Dossier à la UneNation

Affaire 37 millions USD: une mise en demeure des constructeurs des infrastructures des Jeux de la francophonie déposée sur la table du Président

Après une avalanche de 27 lettres restées sans écho, les investisseurs qui ont œuvré à la construction des infrastructures pour les Jeux de la Francophonie passent enfin à l’action. Deux mois après avoir alerté le président de la République, Félix Tshisekedi, sur une créance de 37 millions de dollars, une somme qui reste désespérément impayée depuis trois ans, ils ont décidé d’envoyer un message clair: leur patience a des limites.

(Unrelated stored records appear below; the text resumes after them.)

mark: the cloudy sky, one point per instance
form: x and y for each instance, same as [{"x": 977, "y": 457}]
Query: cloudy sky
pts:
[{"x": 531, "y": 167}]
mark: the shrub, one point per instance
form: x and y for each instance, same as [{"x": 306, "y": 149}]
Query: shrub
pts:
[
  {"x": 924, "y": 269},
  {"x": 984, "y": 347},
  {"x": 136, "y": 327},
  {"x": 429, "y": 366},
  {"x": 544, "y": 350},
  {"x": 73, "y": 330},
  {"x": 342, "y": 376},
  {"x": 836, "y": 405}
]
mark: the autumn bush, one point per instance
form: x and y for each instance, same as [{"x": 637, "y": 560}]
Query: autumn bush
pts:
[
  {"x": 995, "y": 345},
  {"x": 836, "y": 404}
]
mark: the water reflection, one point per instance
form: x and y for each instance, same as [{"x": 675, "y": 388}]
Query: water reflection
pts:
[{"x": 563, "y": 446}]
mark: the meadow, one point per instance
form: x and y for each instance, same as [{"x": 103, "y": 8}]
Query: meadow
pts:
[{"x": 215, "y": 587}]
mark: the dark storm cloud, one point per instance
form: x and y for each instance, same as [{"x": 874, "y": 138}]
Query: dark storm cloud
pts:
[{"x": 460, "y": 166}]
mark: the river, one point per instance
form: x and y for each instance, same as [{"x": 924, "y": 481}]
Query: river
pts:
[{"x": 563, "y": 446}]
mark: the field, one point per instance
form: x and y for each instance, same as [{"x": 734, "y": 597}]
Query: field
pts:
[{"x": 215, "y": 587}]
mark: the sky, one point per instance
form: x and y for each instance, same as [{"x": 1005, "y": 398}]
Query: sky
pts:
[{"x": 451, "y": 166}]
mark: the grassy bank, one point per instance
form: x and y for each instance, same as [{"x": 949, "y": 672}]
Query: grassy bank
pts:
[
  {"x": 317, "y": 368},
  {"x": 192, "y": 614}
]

Dans une lettre fraîchement expédiée au Chef de l’État, ils lancent une «mise en demeure formelle et urgente», avec un ultimatum fixé au 30 décembre. Un acte, soulignent-ils, indispensable pour préserver la confiance des acteurs du secteur privé dans les grands chantiers nationaux. À ce jour, malgré l’achèvement et la réception des travaux, ces entreprises n’ont toujours pas reçu de réponse concrète sur le règlement de leurs créances, provoquant un véritable chaos dans leurs trésoreries.

Ces entrepreneurs, confrontés au désespoir d’un blocage financier prolongé, craignent de devoir jeter l’éponge, laissant ainsi des centaines de Congolais sans emploi, notamment au sein des réseaux de sous-traitance et des fournisseurs locaux. Plus qu’un simple litige financier, ils insistent sur le fait que cette impasse menace la crédibilité économique du pays aux yeux de ses partenaires internationaux.

Les IXès Jeux de la Francophonie, tenus du 28 juillet au 6 août 2023 à Kinshasa, ont été une franche réussite, en grande partie grâce à ces infrastructures fournies par des entrepreneurs qui se présentent comme des «partenaires loyaux et efficaces de la République Démocratique du Congo».

À travers cette mise en demeure, ils espèrent faire valoir leurs droits, misant sur le «sens de l’équité» du Président et son «engagement en faveur d’un climat des affaires serein». 

Cette situation n’est pas nouvelle. Avant d’en arriver à la haute autorité, ces investisseurs ont exploré toutes les voies possibles. En novembre dernier, le Directeur de cabinet du Président avait déjà été averti de cette «situation préoccupante». Les travaux avaient été exécutés «sous forte pression» à la demande de la Présidence et d’autres instances étatiques, pour garantir le succès des Jeux.

Ironie de la situation: ces infrastructures, partiellement financées, continuent de servir le pays pour d’autres manifestations sportives internationales, comme la récente Coupe d’Afrique des nations de handball féminin. En septembre 2026, elles seront à nouveau sollicitées pour accueillir la CAN de volley-ball. De plus, en novembre dernier, deux experts internationaux ont fait le déplacement jusqu’à Kinshasa pour évaluer ces mêmes infrastructures en vue d’organiser le championnat d’Afrique des nations de lutte. La balle est dans le camp du Président!